Decoupling the Na+–K+–ATPase in vivo: A possible new role in the gills of freshwater fishes

The literature suggests that when Na+–K+–ATPase has reduced access to its glycosphingolipid cofactor sulfogalactosyl ceramide (SGC), it is converted to a Na+ uniporter. We recently showed that such segregation can occur within a single membrane when Na+–K+–ATPase is excluded from membrane microdomains or ‘lipid rafts’ enriched in SGC (D. Lingwood, G. Harauz, J.S. Ballantyne, J. Biol. Chem. 280, 36545–36550). Specifically we demonstrated that Na+–K+–ATPase localizes to SGC-enriched rafts in the gill basolateral membrane (BLM) of rainbow trout exposed to seawater (SW) but not freshwater (FW).
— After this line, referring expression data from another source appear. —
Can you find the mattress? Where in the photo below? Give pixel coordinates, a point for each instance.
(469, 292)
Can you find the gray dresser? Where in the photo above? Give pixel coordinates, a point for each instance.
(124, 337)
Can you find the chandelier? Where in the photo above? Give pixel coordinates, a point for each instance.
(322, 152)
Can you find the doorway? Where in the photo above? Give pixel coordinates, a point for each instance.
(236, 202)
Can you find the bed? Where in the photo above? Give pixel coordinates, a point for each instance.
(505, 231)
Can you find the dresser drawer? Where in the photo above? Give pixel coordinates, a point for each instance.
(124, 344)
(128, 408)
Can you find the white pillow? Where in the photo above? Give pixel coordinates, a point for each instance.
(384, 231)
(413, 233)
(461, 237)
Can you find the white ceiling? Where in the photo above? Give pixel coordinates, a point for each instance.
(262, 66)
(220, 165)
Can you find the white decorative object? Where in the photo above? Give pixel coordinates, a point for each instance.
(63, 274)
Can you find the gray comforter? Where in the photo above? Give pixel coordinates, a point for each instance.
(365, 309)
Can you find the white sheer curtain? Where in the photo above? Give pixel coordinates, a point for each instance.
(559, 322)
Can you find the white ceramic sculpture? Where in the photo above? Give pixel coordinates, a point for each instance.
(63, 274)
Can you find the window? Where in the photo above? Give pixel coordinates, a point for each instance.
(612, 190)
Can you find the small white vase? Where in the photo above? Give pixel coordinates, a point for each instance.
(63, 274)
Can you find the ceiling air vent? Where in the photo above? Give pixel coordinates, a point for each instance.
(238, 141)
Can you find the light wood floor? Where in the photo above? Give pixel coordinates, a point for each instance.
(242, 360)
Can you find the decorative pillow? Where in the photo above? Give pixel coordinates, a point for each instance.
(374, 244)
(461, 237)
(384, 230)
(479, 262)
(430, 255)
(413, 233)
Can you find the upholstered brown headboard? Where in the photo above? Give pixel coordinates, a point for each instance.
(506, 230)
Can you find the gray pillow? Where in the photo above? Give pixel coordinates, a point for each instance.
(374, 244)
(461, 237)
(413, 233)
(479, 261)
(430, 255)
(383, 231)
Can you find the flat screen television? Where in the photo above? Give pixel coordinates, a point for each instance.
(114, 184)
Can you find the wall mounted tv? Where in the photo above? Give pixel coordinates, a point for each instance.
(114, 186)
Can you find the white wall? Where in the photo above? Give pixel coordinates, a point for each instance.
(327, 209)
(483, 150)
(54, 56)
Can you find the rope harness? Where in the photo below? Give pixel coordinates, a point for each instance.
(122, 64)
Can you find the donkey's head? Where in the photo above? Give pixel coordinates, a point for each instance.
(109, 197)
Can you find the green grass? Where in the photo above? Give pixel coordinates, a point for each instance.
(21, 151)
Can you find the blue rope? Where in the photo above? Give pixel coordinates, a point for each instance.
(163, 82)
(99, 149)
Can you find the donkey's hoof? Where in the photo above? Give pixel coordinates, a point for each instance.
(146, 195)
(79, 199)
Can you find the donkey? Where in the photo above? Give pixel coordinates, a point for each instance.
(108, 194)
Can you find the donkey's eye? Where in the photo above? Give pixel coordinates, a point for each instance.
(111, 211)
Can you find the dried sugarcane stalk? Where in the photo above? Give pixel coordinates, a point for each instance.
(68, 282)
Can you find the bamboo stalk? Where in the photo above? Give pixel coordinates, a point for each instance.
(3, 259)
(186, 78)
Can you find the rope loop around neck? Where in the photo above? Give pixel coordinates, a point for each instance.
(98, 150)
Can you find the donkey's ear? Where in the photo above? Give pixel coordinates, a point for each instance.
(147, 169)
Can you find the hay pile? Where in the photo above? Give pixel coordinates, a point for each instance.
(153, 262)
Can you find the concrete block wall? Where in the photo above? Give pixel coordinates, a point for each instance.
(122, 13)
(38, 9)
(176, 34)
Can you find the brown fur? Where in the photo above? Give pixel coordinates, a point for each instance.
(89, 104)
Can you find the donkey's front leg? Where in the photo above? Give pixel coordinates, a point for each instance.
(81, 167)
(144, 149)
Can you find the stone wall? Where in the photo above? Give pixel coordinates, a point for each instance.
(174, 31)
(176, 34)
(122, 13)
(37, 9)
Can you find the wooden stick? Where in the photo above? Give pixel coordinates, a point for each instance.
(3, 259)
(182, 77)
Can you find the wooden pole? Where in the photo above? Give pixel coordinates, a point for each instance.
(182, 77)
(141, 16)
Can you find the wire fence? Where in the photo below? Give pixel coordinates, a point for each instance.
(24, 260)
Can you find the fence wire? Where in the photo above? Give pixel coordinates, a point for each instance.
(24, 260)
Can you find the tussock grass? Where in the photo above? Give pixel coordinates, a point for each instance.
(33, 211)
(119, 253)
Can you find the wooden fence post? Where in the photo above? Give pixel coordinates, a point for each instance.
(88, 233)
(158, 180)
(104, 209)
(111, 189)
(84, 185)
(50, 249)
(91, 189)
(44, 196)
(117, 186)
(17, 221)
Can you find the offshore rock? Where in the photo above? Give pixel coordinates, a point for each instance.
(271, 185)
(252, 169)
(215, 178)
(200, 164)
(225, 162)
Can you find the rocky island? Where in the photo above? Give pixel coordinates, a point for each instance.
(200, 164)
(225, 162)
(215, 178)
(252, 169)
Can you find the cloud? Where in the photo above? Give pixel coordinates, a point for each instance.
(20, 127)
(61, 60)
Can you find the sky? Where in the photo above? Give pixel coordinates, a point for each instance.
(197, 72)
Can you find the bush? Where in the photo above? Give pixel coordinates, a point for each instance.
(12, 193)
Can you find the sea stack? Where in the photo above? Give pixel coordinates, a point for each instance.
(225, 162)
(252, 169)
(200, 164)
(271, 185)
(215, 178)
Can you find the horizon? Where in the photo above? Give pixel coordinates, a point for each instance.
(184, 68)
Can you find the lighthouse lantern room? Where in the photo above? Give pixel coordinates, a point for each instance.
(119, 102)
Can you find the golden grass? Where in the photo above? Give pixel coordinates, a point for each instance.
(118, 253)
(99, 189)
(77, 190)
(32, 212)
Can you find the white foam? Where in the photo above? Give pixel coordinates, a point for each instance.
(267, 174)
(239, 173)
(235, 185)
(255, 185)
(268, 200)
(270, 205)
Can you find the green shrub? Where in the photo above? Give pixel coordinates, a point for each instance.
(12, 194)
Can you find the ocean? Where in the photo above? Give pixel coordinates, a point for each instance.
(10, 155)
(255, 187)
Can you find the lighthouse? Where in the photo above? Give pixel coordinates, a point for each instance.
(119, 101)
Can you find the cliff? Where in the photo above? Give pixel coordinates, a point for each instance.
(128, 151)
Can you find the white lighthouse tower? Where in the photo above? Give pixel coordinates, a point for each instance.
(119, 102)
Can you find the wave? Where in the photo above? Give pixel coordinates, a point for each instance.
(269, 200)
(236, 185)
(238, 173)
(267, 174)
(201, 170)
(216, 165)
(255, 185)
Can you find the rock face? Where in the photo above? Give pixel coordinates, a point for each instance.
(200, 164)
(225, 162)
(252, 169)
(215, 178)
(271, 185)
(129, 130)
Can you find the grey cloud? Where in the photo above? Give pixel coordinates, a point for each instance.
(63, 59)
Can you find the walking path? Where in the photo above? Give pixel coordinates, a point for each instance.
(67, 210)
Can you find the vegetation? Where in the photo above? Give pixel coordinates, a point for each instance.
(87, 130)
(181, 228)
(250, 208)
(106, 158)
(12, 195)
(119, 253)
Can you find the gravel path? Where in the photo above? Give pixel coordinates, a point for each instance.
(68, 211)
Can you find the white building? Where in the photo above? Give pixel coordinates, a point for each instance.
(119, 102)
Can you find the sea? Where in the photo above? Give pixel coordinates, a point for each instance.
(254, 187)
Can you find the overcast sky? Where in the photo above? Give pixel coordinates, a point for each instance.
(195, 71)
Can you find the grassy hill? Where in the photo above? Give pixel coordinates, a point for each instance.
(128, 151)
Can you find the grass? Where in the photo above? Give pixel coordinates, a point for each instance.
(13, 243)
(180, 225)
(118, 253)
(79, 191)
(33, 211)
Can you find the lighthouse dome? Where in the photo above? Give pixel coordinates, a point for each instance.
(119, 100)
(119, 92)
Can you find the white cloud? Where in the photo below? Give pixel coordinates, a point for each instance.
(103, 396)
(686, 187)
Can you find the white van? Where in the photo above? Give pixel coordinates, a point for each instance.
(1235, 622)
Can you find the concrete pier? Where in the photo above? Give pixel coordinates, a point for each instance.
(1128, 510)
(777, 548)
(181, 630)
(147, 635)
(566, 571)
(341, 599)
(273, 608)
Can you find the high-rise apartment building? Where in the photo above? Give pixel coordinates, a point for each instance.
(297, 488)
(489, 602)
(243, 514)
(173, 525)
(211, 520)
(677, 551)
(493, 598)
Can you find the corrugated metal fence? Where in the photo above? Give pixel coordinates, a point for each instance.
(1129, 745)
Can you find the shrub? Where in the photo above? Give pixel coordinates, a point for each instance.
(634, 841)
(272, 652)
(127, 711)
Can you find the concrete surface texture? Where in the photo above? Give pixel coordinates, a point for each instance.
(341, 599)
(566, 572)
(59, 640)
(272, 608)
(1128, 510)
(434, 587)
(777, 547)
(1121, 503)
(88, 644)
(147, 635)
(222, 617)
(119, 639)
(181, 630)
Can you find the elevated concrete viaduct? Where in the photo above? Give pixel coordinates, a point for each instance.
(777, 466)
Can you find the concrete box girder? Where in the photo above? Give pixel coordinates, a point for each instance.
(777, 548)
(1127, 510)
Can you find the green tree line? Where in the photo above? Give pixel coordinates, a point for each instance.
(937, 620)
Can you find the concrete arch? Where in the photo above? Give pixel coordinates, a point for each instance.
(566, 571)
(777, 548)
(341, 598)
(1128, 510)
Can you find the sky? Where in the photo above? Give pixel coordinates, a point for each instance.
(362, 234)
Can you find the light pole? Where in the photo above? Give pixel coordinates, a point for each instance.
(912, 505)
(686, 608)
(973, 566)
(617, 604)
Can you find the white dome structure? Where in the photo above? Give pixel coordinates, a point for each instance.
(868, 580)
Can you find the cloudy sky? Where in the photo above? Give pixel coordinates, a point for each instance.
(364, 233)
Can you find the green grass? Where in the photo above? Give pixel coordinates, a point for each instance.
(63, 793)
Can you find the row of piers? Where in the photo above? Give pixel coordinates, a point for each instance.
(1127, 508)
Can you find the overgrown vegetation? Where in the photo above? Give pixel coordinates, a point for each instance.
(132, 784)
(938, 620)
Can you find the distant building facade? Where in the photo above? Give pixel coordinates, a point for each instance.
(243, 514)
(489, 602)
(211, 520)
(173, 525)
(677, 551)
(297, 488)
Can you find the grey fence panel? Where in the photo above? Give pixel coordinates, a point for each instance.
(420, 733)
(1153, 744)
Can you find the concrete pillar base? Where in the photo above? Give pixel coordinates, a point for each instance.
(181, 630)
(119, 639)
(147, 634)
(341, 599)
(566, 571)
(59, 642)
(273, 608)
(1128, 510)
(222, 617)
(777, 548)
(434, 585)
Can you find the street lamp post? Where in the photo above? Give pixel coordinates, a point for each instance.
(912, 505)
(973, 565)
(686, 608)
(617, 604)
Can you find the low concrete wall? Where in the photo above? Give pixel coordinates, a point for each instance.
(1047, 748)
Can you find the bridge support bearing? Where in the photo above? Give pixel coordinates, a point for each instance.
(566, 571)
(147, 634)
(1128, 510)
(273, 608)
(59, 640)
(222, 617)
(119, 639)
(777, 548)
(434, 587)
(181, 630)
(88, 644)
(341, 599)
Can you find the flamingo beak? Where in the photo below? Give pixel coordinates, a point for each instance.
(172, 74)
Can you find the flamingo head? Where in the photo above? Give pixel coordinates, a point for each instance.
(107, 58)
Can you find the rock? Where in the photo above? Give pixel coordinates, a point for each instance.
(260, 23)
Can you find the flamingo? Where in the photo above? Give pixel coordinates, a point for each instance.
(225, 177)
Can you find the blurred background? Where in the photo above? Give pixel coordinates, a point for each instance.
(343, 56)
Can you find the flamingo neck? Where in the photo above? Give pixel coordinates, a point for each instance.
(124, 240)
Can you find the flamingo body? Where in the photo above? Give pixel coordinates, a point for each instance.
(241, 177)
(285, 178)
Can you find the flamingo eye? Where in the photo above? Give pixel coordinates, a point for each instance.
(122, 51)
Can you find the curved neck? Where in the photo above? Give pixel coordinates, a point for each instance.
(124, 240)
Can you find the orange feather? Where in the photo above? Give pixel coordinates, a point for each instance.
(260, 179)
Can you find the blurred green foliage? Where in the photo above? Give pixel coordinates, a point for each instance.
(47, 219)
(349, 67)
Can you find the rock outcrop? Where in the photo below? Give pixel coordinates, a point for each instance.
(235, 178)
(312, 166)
We therefore proposed that since the freshwater gill Na+–K+–ATPase was separated from BLM SGC it should also transport Na+ only, suggesting a new role for the pump in this epithelium. In this paper we discuss the biochemical evidence for SGC-based modulation of transport stoichiometry and highlight how a unique asparagine–lysine substitution in the FW pump isoform and FW gill transport energetics gear the Na+–K+–ATPase to perform Na+ uniport.